Mitigating Simplicity Bias in OOD Detection through Object Co-occurrence Analysis¶

Conference: CVPR 2026
Paper: CVF Open Access
Code: https://github.com/MichaelMcQueen/OCO
Area: OOD Detection / AI Safety
Keywords: Out-of-Distribution Detection, Simplicity Bias, Object Co-occurrence, Slot Attention, Divide-and-Conquer Scoring

TL;DR¶

This paper identifies that existing OOD detection methods suffer from "simplicity bias," where models focus on the most easily learned local cues, making them ineffective for near-OOD cases. The authors employ Slot Attention to decompose images into object-level slots and explicitly model "object co-occurrence patterns." By categorizing test samples into single, typical, or atypical scenarios based on their co-occurrence alignment with the training distribution and designing dedicated scoring functions for each, the proposed method achieves superior robustness against both near-OOD and covariate shifts on the OpenOOD and full-spectrum OOD benchmarks.

Background & Motivation¶

Background: OOD detection aims to enable models to identify samples outside the training distribution during deployment. Mainstream methods rely on differences between ID and OOD samples in latent feature spaces, logit outputs, or combinations thereof, which are effective for far-OOD (sharp distribution shifts).

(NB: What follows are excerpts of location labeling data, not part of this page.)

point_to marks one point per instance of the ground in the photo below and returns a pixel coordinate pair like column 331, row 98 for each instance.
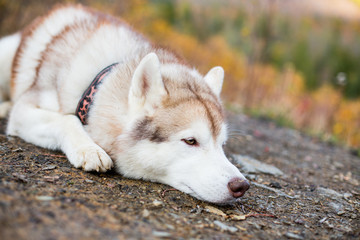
column 301, row 188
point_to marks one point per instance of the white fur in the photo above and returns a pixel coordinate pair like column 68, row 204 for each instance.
column 8, row 46
column 45, row 100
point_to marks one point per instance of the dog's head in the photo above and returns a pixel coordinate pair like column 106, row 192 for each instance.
column 178, row 132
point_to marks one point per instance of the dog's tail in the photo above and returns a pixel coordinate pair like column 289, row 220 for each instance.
column 8, row 48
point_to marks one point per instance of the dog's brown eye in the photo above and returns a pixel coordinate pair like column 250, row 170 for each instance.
column 190, row 141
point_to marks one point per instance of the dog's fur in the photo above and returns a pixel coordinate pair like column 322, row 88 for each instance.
column 142, row 115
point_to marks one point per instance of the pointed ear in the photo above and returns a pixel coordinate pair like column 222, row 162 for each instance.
column 147, row 87
column 214, row 79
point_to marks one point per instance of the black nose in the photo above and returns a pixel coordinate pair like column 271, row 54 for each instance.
column 238, row 187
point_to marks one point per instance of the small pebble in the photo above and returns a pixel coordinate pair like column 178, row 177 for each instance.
column 44, row 198
column 340, row 213
column 225, row 227
column 157, row 203
column 293, row 235
column 299, row 221
column 146, row 213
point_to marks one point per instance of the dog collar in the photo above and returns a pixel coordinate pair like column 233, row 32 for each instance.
column 88, row 96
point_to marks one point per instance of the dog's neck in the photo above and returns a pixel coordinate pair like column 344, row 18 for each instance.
column 87, row 98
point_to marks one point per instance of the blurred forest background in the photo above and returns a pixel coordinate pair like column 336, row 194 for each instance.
column 296, row 62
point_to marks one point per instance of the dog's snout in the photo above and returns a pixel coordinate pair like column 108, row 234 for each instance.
column 238, row 187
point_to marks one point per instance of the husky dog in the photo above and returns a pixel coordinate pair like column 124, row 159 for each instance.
column 87, row 84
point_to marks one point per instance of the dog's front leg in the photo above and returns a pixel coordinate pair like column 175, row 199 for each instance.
column 58, row 131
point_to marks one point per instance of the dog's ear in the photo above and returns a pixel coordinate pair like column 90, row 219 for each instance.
column 214, row 79
column 147, row 87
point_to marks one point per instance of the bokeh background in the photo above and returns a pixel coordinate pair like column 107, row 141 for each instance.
column 296, row 62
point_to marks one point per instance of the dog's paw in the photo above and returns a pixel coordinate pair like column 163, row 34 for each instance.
column 93, row 158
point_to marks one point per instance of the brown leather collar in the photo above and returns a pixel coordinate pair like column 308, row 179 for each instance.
column 87, row 98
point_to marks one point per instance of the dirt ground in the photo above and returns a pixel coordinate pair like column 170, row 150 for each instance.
column 317, row 195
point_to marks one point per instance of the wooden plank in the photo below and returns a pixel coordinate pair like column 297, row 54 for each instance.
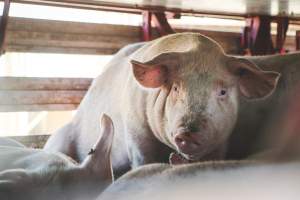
column 32, row 141
column 33, row 97
column 32, row 83
column 36, row 35
column 54, row 26
column 35, row 108
column 290, row 8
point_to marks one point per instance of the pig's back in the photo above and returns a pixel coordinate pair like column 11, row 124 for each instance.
column 105, row 96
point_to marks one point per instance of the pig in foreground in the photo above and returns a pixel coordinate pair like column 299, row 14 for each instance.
column 230, row 180
column 256, row 119
column 33, row 174
column 179, row 92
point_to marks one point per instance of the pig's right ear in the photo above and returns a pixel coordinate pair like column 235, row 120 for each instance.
column 149, row 76
column 155, row 72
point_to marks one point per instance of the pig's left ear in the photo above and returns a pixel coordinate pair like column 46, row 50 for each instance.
column 15, row 181
column 253, row 82
column 98, row 161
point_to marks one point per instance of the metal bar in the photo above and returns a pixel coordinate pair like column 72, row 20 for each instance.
column 3, row 24
column 162, row 24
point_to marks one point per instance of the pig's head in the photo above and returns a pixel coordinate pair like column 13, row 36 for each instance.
column 196, row 89
column 62, row 178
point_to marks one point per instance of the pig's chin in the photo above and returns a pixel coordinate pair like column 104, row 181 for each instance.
column 191, row 157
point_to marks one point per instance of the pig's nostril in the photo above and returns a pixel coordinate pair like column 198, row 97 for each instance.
column 180, row 141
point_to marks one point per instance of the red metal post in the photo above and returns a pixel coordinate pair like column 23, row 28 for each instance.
column 297, row 40
column 257, row 35
column 282, row 27
column 147, row 28
column 3, row 24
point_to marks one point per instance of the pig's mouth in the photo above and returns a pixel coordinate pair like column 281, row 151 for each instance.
column 189, row 145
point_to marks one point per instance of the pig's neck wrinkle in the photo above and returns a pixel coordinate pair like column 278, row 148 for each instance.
column 156, row 113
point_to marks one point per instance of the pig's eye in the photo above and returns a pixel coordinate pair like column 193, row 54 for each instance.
column 222, row 92
column 175, row 88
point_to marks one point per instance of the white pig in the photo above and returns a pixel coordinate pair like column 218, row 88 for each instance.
column 176, row 93
column 35, row 174
column 230, row 180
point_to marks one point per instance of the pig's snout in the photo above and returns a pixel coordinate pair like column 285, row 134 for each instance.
column 187, row 143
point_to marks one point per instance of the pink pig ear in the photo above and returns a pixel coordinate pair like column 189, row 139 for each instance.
column 149, row 76
column 253, row 82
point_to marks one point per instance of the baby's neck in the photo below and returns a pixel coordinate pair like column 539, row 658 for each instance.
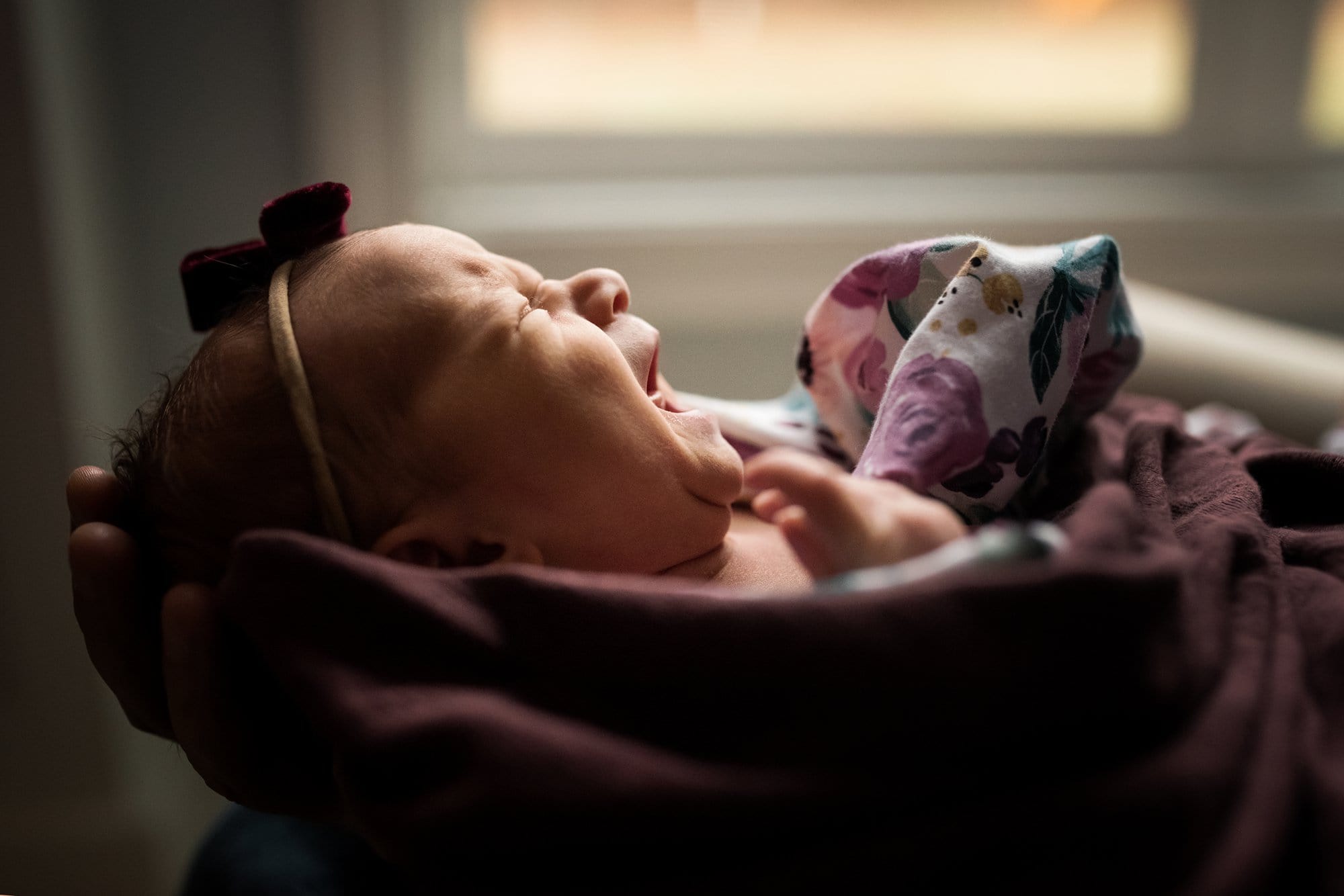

Limitations of Prior Work: These methods frequently fail in near-OOD scenarios where semantic shifts are subtle. The root cause is the simplicity bias of models—when processing entangled representations, deep networks tend to capture "easily learned local cues" while ignoring complex semantic relationships essential for scene understanding. For instance, in an ocean scene where a dog (ID) and a shark (OOD) co-occur, traditional methods biased toward the dog's discriminative features might ignore the contextual violation of a "dog in the ocean," resulting in an overconfident prediction of 52.90%.

Key Challenge: While images can be decomposed into combinations of multiple objects, existing methods treat the image as a whole when feeding it to the detector. Consequently, they cannot leverage contextual information regarding "which objects should appear together and which should not." In contrast, the human visual system relies on object co-occurrence relationships to understand scenes and identify anomalies.

Goal: To leverage object co-occurrence patterns to mitigate simplicity bias in OOD detection, particularly for detecting near-OOD samples.

Key Insight: Drawing from object-centric representation learning, entangled features of an image can be decomposed into combinations of different objects. The authors use Slot Attention to decompose representations into several "slots," each corresponding to an object category, and then evaluate ID training data to establish object co-occurrence patterns as a reference.

Core Idea: The OCO (Object CO-occurrence) framework is proposed to model ID training data co-occurrence patterns. During inference, samples are categorized into three scenarios based on the alignment of their co-occurrence patterns with the training distribution, followed by scenario-specific OOD scoring.

Method¶

Overall Architecture¶

OCO reformulates OOD detection as assessing whether the "object combination in an image resembles normal combinations seen during training." The process involves three steps: during training, an object-centric model decomposes ID images into slots with slot-level predictions to build a co-occurrence library \(F_{train}\); during testing, each sample's co-occurrence pattern \(F_t\) is compared against \(F_{train}\) to categorize it into one of three scenarios (Single, Typical, or Atypical); finally, dedicated OOD scores are calculated for each scenario. This ensures near-OOD detection relies on global contextual consistency rather than isolated discriminative parts.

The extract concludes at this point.